"Oh, I've thought these things all out, and I know that I could never be happy, Sophie, if my happiness were founded on the hurt heart of that child. And so—I am going away—and let things go back to where they would have been if I had never come——"
"Do you think they can—ever go back, Diana?"
Diana, remembering Anthony's face in the moonlight, hesitated, then she said, bravely, "I shall not ask myself that question, Sophie. I shall simply do the thing which will seem right to me, and I am sure it is right for me to go away."
"And Bettina?"
"She must stay here with you until she is married. You won't mind, will you? There will be plenty of things to do. You can help with her wedding outfit.
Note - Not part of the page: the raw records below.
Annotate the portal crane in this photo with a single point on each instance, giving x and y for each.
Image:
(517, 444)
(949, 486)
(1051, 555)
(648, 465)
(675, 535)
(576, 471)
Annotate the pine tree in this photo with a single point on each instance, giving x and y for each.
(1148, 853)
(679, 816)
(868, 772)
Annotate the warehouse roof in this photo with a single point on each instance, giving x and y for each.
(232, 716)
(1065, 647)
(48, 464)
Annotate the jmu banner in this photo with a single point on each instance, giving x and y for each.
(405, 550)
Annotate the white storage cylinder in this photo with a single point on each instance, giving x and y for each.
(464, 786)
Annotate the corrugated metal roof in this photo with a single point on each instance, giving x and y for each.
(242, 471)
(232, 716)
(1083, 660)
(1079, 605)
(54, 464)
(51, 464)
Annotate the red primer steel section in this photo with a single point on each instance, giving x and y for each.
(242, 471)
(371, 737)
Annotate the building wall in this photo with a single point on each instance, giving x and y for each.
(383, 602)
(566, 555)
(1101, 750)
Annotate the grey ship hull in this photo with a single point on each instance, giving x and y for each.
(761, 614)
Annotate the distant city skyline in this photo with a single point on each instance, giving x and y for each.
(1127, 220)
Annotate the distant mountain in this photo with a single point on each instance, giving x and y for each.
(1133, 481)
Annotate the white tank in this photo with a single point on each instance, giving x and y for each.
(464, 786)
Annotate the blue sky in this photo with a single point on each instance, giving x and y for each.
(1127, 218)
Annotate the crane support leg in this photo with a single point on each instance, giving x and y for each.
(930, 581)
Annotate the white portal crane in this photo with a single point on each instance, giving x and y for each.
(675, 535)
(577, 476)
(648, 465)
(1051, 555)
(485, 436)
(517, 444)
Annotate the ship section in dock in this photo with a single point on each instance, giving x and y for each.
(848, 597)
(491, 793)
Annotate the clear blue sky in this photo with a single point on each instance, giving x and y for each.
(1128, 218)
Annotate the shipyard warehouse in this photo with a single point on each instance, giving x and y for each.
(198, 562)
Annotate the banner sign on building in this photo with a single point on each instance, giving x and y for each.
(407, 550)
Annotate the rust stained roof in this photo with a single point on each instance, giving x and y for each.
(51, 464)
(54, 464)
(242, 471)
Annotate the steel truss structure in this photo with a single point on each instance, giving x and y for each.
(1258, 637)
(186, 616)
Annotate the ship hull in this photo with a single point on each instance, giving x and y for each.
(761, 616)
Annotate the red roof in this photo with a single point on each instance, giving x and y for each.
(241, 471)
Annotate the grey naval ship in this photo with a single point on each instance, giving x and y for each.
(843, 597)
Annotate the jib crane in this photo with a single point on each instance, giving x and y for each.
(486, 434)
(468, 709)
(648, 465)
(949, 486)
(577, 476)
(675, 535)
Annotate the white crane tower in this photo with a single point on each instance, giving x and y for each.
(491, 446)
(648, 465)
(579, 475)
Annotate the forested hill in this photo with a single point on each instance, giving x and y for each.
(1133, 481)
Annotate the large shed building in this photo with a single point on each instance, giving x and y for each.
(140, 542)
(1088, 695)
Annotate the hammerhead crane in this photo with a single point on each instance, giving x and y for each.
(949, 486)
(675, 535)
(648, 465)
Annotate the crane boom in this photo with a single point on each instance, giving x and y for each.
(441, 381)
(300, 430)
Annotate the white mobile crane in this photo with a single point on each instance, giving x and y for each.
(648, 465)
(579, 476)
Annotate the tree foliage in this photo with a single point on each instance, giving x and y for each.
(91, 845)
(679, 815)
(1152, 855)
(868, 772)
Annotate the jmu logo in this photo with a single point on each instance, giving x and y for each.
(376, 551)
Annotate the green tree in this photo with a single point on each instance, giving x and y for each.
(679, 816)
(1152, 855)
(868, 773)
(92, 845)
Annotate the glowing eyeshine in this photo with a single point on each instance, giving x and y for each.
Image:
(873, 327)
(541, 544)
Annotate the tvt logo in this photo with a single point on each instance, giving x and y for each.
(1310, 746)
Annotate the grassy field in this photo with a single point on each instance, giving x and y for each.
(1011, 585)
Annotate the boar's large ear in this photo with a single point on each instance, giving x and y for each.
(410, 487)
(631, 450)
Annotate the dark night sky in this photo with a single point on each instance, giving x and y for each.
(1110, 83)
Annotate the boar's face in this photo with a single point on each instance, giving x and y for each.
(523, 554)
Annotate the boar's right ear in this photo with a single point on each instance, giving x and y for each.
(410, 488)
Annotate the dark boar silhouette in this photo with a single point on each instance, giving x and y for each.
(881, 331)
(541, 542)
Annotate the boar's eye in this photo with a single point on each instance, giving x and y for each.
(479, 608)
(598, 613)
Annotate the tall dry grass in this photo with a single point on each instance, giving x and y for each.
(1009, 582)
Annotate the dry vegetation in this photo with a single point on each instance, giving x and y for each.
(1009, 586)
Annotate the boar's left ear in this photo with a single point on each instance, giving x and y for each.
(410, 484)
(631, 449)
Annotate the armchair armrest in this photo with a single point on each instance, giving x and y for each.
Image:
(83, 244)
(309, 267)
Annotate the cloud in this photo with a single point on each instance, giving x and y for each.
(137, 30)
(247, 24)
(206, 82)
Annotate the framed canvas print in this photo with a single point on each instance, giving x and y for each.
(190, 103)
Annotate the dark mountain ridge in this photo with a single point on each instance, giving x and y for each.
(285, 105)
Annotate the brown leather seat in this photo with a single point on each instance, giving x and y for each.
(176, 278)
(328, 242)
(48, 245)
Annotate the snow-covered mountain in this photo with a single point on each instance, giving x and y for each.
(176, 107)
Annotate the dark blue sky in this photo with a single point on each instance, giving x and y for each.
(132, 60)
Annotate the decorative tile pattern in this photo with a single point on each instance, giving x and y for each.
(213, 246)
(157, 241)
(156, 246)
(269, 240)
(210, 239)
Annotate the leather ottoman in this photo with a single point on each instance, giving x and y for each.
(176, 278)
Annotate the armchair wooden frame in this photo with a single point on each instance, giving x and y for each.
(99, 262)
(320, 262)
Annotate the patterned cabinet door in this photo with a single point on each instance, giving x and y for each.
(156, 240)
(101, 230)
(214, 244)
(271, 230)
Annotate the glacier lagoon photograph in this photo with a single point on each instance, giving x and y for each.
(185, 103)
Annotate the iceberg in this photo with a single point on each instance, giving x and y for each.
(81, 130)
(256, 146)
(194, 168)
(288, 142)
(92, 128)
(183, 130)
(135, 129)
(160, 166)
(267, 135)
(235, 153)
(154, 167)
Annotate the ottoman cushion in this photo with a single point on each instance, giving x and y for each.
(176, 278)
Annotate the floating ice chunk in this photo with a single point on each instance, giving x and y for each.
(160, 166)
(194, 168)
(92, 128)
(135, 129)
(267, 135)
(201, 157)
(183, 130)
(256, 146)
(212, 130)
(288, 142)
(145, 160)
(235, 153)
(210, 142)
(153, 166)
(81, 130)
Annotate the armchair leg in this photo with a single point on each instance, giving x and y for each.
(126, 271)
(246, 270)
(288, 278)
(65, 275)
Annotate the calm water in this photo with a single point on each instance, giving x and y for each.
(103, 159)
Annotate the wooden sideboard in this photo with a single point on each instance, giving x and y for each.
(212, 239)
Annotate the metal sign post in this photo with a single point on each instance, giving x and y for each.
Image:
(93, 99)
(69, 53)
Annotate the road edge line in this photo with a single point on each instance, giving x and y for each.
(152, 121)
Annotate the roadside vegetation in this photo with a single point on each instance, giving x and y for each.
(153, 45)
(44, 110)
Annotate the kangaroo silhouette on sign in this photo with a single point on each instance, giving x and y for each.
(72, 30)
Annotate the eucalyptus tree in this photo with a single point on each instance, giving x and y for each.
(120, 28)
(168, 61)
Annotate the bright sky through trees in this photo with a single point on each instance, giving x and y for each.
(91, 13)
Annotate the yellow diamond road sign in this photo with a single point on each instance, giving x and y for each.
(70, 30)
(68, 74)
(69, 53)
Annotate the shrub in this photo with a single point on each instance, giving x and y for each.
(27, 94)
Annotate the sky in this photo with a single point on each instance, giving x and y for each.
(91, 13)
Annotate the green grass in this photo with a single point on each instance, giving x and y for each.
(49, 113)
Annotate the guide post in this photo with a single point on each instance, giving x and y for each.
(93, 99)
And after they are—married, you and I will go back—to Berlin. No, we won't, Sophie. We'll go to the desert, and down the Nile, and we'll go to Japan, and see Fujiyama; and we'll visit the temples in China, and we'll find out from some of those old Buddhists how they acquire—peace——"
"We will go to the ends of the earth if you wish—but there's only one place that I shall ask you to take me, Diana."
"Where, dear heart?"
"To that quiet spot over there in Germany, where the big cross stands up against the sky——"
"Sophie—of course you shall go there, dear."
Mrs. Martens knelt by the bed. "I've been thinking of my lover, too, while you've been away. We have each lost the man who made the world a wonderful place—henceforth you and I must live among the shadows—but because we have each other, it shall not be quite so hard."